If your subject has fled to a foreign country, you will need to determine what is required for transferring a judgment from the U.S. to the other country's courts.  This is usually also required within the U.S. when a defendant with a judgment in one state moves to another state.  In the U.S. the process is often referred to as domesticating a judgment and it is relatively easy to do through an attorney.  However, in a foreign country, the rules may not be as easy.  

If you married a con artist, you may be able to file for an annulment based on fraud, rather a divorce.  This will make it much easier to protect any of your assets the person is trying to obtain from the fraudulent marriage.

If you already know that the person who stole from you is a fugitive, you may want the Fraud Recovery Center to locate the person so you can serve a Summons.  If there is an outstanding warrant that is extraditable, our research may help land the person in jail..

If your fraud involved a Nigerian connection of any kind, this adds another dimension to the case.  This fraud has put a new twist on an old scam.  Originally created to lure money from victims through a get-rich-quick promise, the Internet has made it easy for these scammers to use dating sites to steal money using love instead of profit as the lure.  

The chances of getting any justice for this kind of fraud is almost nil.  This is because the FBI, Secret Service,
Federal Trade Commission, U.S. Postal Inspector are not going to investigate these crimes unless the money lost meets the six figure threshold.  And even then, identifying these Internet criminals may require the cooperation of law enforcement in other countries, which is not always forthcoming.

Below are links to some Web sites that offer emotional support to victims of fraud.  We encourage you to take advantage of these support groups if you have been involved with someone who defrauded you.  Some of our clients have told us that just knowing that they are not alone in  their tragedy has been very therapeutic.
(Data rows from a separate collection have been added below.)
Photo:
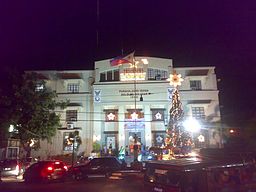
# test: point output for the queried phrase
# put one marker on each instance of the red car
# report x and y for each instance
(45, 171)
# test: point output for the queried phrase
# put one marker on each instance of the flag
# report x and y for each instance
(122, 59)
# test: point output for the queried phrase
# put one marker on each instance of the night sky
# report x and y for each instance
(59, 35)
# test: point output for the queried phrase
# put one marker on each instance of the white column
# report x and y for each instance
(148, 133)
(97, 124)
(121, 132)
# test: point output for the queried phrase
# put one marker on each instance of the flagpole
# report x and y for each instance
(135, 147)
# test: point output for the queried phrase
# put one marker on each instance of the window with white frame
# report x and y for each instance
(198, 112)
(157, 114)
(195, 85)
(73, 87)
(112, 75)
(156, 74)
(71, 115)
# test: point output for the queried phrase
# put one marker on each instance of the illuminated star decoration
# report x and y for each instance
(159, 139)
(111, 117)
(158, 115)
(134, 115)
(200, 138)
(175, 79)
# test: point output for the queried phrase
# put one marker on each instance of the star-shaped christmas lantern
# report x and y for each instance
(111, 117)
(134, 115)
(158, 116)
(159, 139)
(175, 79)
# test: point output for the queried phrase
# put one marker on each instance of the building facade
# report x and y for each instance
(111, 104)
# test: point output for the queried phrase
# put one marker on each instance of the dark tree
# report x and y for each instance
(29, 106)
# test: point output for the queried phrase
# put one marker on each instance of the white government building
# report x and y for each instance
(109, 104)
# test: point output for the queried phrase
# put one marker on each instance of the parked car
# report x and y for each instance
(103, 166)
(45, 171)
(11, 167)
(197, 175)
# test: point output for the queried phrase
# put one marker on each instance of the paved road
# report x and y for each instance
(128, 184)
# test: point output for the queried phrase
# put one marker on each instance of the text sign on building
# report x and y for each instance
(133, 125)
(132, 93)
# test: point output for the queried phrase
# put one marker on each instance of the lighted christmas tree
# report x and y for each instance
(177, 139)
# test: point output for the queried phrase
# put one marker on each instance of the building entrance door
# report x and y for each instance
(130, 139)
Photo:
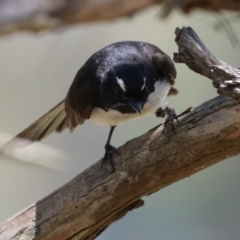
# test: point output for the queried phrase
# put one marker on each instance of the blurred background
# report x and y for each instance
(36, 72)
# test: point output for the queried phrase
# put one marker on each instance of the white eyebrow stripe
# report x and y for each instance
(121, 84)
(144, 83)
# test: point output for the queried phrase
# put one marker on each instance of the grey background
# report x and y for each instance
(36, 72)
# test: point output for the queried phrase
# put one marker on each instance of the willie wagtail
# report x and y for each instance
(121, 82)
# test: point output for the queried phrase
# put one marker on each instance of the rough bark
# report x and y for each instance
(38, 15)
(94, 199)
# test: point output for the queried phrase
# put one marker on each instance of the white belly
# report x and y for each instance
(112, 117)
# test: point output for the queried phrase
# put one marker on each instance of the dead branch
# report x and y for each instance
(198, 58)
(40, 15)
(94, 199)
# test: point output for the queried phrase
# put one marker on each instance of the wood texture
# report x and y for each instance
(40, 15)
(85, 206)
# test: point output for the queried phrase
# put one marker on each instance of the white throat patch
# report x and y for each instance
(121, 84)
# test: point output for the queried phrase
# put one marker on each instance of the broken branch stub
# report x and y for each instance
(193, 52)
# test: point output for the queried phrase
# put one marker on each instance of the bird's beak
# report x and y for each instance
(137, 106)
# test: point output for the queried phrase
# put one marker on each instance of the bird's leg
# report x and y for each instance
(171, 115)
(109, 149)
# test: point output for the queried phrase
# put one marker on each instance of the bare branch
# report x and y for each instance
(85, 206)
(94, 199)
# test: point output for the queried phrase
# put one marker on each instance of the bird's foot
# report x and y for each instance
(171, 116)
(109, 150)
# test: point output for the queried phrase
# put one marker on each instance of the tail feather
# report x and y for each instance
(54, 120)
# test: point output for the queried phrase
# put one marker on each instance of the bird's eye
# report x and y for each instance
(119, 92)
(144, 89)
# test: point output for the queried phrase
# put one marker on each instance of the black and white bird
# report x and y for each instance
(121, 82)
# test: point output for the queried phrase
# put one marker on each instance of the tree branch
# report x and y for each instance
(40, 15)
(94, 199)
(198, 58)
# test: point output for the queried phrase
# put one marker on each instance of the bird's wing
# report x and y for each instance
(54, 120)
(162, 61)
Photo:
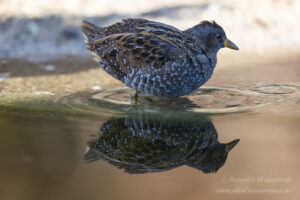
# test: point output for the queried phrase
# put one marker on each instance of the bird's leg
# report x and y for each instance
(134, 97)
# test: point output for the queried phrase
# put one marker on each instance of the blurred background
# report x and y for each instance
(43, 58)
(49, 28)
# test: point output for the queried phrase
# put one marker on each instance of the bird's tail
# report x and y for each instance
(90, 31)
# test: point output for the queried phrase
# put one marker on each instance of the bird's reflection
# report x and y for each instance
(150, 143)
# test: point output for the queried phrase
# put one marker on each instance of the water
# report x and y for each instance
(94, 145)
  (1) Yahoo’s Romance Scams Message Board: http://groups.yahoo.com/group/romancescams/ - This group shares photos and personal information provided by Nigerian scammers.

 
(2)  Support group and message board for victims of infidelity: http://groups.msn.com/InternetChatInfidelity/_whatsnew.msnw

  (3)  Blog for women who have been in destructive relationships. http://www.lovefraud.com 

We also urge you to utilize the greatest reform tool available to you on this issue – a letter to your legislators.  Summarize your case in a one-page narrative with the general points of the fraud and the specific negative responses you received from law enforcement.  Your legislators cannot help initiate reform if they do not know about the issue.  

 
We are not attorneys and do not give legal advice.  We are fraud victims' advocates and our purpose is to help you know what rights and options you have in order to obtain justice for a fraud that may have been perpetrated on you.  Our advice is based on the actual experiences of victims who have either criminally charged or civilly sued someone who defrauded them.  We encourage you to contact a competent attorney in your area to assess all options available to you.